Фиг.3. Электрофоретический анализ в 1% агарозе ПЦР-фрагментов, содержащих интерферон гамма-связывающий белок ВОО, амплифицированных с помощью специфических праймеров с ДНК ВОО (дорожка 3), плазмиды pFastBac-B9RZ (дорожка 4) и с бакмиды bMON14272-B9RZ (дорожка 5). Дорожка 1 - маркеры длин «bp 100» («СибЭнзим», Россия), дорожка 2 - отрицательный контроль.Figure 3. Electrophoretic analysis in 1% agarose of PCR fragments containing interferon gamma-binding protein BOO, amplified using specific primers with BOO DNA (lane 3), plasmids pFastBac-B9RZ (lane 4) and from bacmid bMON14272-B9RZ (lane 5). Lane 1 - markers of lengths “bp 100” (SibEnzyme, Russia), lane 2 - negative control.

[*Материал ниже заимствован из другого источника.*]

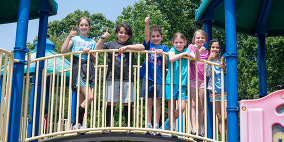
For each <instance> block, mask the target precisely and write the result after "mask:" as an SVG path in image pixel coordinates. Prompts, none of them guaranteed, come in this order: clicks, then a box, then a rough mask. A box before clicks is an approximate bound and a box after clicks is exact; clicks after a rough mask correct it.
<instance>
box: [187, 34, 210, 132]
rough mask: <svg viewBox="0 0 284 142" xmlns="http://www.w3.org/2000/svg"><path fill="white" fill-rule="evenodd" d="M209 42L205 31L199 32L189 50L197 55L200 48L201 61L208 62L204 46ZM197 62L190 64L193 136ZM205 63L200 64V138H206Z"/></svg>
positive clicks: (192, 125) (198, 96) (199, 128)
mask: <svg viewBox="0 0 284 142" xmlns="http://www.w3.org/2000/svg"><path fill="white" fill-rule="evenodd" d="M206 41H207V35H206V33H205V32H204V31H203V30H197V31H195V33H194V36H193V38H192V42H193V43H194V44H190V45H189V46H188V50H189V51H192V52H193V53H195V51H194V50H193V49H194V48H196V47H198V48H199V53H200V59H204V60H207V58H208V56H209V52H208V50H206V49H205V47H204V46H203V45H204V44H205V43H206ZM195 64H196V63H195V62H194V63H191V64H190V96H191V97H190V98H191V100H190V101H191V103H190V104H191V106H190V107H191V126H192V131H191V134H193V135H196V127H197V126H196V119H195V117H196V110H195V108H196V107H195V106H196V105H195V104H196V73H195ZM203 104H204V63H203V62H198V124H199V125H198V130H199V133H198V134H199V136H204V133H203V120H204V107H203Z"/></svg>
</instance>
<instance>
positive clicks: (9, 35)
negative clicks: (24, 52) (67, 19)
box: [0, 0, 139, 51]
mask: <svg viewBox="0 0 284 142" xmlns="http://www.w3.org/2000/svg"><path fill="white" fill-rule="evenodd" d="M138 1H139V0H56V2H57V4H58V9H57V15H54V16H50V17H49V18H48V22H51V21H53V20H62V19H63V18H65V17H66V16H67V15H68V14H69V13H73V12H74V11H75V10H77V9H79V10H81V11H84V10H87V11H89V12H90V14H95V13H102V14H103V15H104V16H105V17H106V18H107V19H109V20H111V21H113V22H115V20H116V18H117V16H118V15H121V12H122V10H123V8H124V7H127V6H128V5H133V4H134V3H135V2H138ZM38 27H39V20H38V19H36V20H30V21H29V27H28V36H27V42H31V43H32V42H33V40H34V39H35V38H36V36H37V35H38ZM16 28H17V23H16V22H15V23H9V24H2V25H0V43H1V45H0V48H2V49H5V50H7V51H13V50H14V47H15V40H16Z"/></svg>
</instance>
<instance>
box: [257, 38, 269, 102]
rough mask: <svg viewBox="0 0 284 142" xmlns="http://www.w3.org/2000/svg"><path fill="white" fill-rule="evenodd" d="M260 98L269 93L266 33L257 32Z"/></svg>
mask: <svg viewBox="0 0 284 142" xmlns="http://www.w3.org/2000/svg"><path fill="white" fill-rule="evenodd" d="M257 40H258V78H259V98H262V97H264V96H266V95H267V82H266V80H267V77H266V49H265V34H257Z"/></svg>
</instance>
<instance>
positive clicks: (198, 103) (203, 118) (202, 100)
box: [198, 88, 204, 132]
mask: <svg viewBox="0 0 284 142" xmlns="http://www.w3.org/2000/svg"><path fill="white" fill-rule="evenodd" d="M198 91H199V92H198V94H199V96H198V124H199V126H198V128H199V129H198V130H199V132H204V128H203V124H204V89H203V88H201V89H198Z"/></svg>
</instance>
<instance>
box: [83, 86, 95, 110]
mask: <svg viewBox="0 0 284 142" xmlns="http://www.w3.org/2000/svg"><path fill="white" fill-rule="evenodd" d="M87 91H89V92H88V105H87V106H89V105H90V104H91V102H92V101H93V100H94V96H93V93H92V89H91V87H88V90H87ZM80 94H81V96H80V97H84V101H83V102H82V103H81V105H80V106H81V107H83V108H85V105H86V97H87V92H86V87H80Z"/></svg>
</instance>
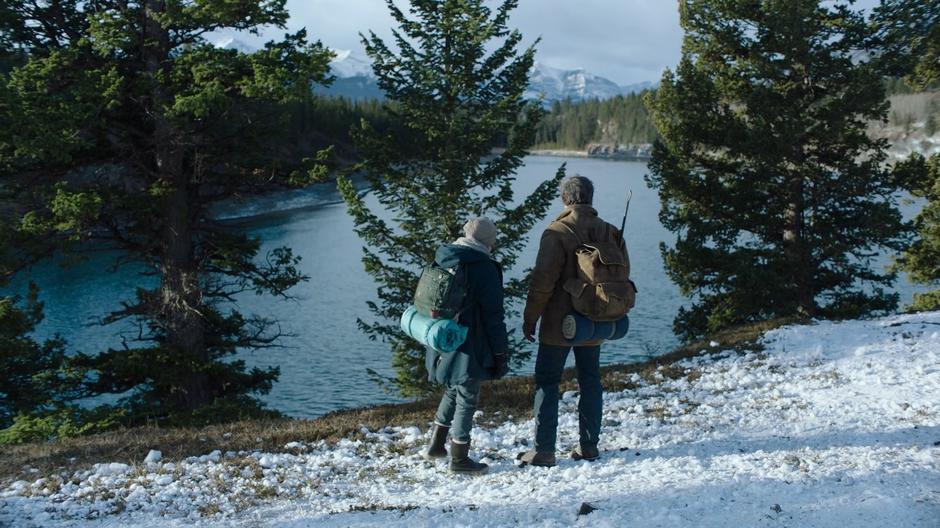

Для лучшего понимания сущности изобретения ниже следуют примеры его осуществления.For a better understanding of the invention, the following are examples of its implementation.
Пример 1. Способ амплификации фрагмента ДНК, содержащего ген IFNg-связывающего белка ВОО.Example 1. The method of amplification of a DNA fragment containing the gene of IFNg-binding protein BOO.
Реакцию амплификации проводят в пробирках Eppendorf в объеме 50 мкл в амплификаторах с горячей крышкой. Реакционная смесь содержит 10 мМ Tris-HCl pH 8.8, 50 мМ KCl, 2.5 мМ MgCl2, 0.1% Tween 20, 0.2 мМ dATP, 0.2 мМ dCTP, 0.2 мМ dGTP, 0.2 мМ dTTP, олигонуклеотидные праймеры в количестве 10 пмоль каждого, 2 ед.а. Tth-полимеразы, 2-10 нг ДНК-матрицы.The amplification reaction is carried out in Eppendorf tubes in a volume of 50 μl in amplifiers with a hot cap. The reaction mixture contains 10 mM Tris-HCl pH 8.8, 50 mM KCl, 2.5 mM MgCl 2 , 0.1% Tween 20, 0.2 mM dATP, 0.2 mM dCTP, 0.2 mM dGTP, 0.2 mM dTTP, oligonucleotide primers in an amount of 10 pmol each, 2 food. Tth polymerase, 2-10 ng of the DNA template.
Амплификацию вели в течение 30 циклов по следующей схеме:Amplification was carried out for 30 cycles according to the following scheme:
Наличие амплифицированного продукта проверяют с помощью электрофореза в 1% агарозном геле (фиг.3).The presence of the amplified product is checked by electrophoresis in 1% agarose gel (figure 3).
Пример 2. Конструирование рекомбинантной плазмидной ДНК pFastBac-B9RZ.Example 2. Construction of recombinant plasmid DNA pFastBac-B9RZ.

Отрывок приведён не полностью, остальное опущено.